Summation is a mathematical operation that represents the addition of a sequence of numbers. In the context of the exercises, summation simplifies to look at an entire range of terms rather than individual additions. The summation notation, represented by the Greek letter sigma \(\sum\), allows us to denote these repetitive additions in a compact form. For example, \( \sum_{j=1}^{n} (f_j - f_{j-1}) \) implies that we add such expressions from \(j=1\) to \(j=n\).
Understanding how these sums operate is crucial when you explore further mathematics, as it saves you from writing out long addition sequences and highlights underlying patterns.

Cancellations within a sum occur when opposite terms nullify each other. This concept is particularly useful in simplifying expressions with telescoping series. A telescoping series is a sequence where most terms cancel each other except for a few.
This is clearly seen in the expression \( \sum_{j=1}^{n}(f_{j} - f_{j-1}) \). Here, each \(f_j\) after \(j=1\) has a counterpart \,\(-f_j\), ensuring they cancel out entirely like dominoes. You are left only with \(f_n - f_0\) because \(f_n\) and \(f_0\) have no counterparts to cancel them.
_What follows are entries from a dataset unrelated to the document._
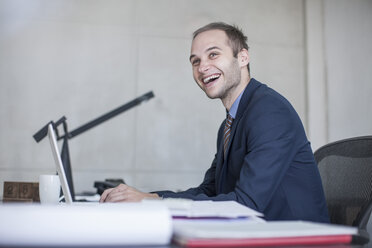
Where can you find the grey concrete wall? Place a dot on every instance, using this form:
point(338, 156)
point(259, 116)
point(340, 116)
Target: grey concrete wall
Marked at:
point(348, 52)
point(83, 58)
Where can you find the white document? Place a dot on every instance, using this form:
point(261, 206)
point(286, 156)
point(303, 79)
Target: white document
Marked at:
point(85, 224)
point(204, 209)
point(245, 229)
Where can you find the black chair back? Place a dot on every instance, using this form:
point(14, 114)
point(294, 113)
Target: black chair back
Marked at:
point(345, 167)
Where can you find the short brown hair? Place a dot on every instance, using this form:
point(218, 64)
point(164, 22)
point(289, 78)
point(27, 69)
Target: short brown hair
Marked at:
point(237, 40)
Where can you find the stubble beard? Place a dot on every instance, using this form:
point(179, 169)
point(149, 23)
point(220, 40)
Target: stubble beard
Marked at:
point(232, 80)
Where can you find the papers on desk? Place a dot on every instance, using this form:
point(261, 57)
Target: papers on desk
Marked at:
point(245, 233)
point(185, 208)
point(84, 224)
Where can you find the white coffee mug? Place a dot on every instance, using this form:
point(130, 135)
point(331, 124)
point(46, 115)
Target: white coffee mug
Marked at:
point(49, 189)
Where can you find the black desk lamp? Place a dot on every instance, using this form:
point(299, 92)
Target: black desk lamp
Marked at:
point(65, 154)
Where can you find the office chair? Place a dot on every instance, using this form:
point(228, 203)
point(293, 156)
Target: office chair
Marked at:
point(345, 167)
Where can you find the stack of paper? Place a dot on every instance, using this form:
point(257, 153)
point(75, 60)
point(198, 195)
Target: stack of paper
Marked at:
point(245, 233)
point(206, 209)
point(84, 224)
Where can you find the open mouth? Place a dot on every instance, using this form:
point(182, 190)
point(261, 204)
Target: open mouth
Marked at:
point(211, 78)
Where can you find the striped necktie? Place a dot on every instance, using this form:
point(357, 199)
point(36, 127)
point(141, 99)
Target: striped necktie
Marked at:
point(226, 133)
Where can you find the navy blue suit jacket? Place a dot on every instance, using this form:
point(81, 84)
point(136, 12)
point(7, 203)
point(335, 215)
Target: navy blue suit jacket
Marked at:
point(269, 165)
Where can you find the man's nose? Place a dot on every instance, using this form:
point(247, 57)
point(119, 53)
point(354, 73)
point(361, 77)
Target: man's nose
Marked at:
point(204, 66)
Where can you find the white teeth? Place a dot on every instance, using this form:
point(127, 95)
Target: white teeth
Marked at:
point(207, 79)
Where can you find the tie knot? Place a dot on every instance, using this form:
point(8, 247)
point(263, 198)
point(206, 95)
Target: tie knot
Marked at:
point(229, 120)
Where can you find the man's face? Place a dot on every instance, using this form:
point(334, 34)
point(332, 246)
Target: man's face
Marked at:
point(215, 69)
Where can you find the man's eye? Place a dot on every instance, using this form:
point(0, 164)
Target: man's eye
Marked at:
point(195, 62)
point(212, 55)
Such cancellations simplify your calculations significantly, converting what seems like a complicated sum into just a subtraction between two edge terms.

Recognizing mathematical patterns, especially in series and summations, can drastically simplify problem-solving processes. In the exercise, both sums illustrate the use of a telescoping pattern, which is a repeating structure where sequential terms tend to cancel each other.
By identifying this pattern in \( \sum_{j=3}^{12}(f_{j+1} - f_j) \), we realize the sum boils down to \(f_{13} - f_3\).
Mathematical patterns often save time and reduce errors, as you focus only on the start and end terms instead of dealing with each term individually. Knowing these patterns, you can tackle various mathematical challenges with confidence and efficiency.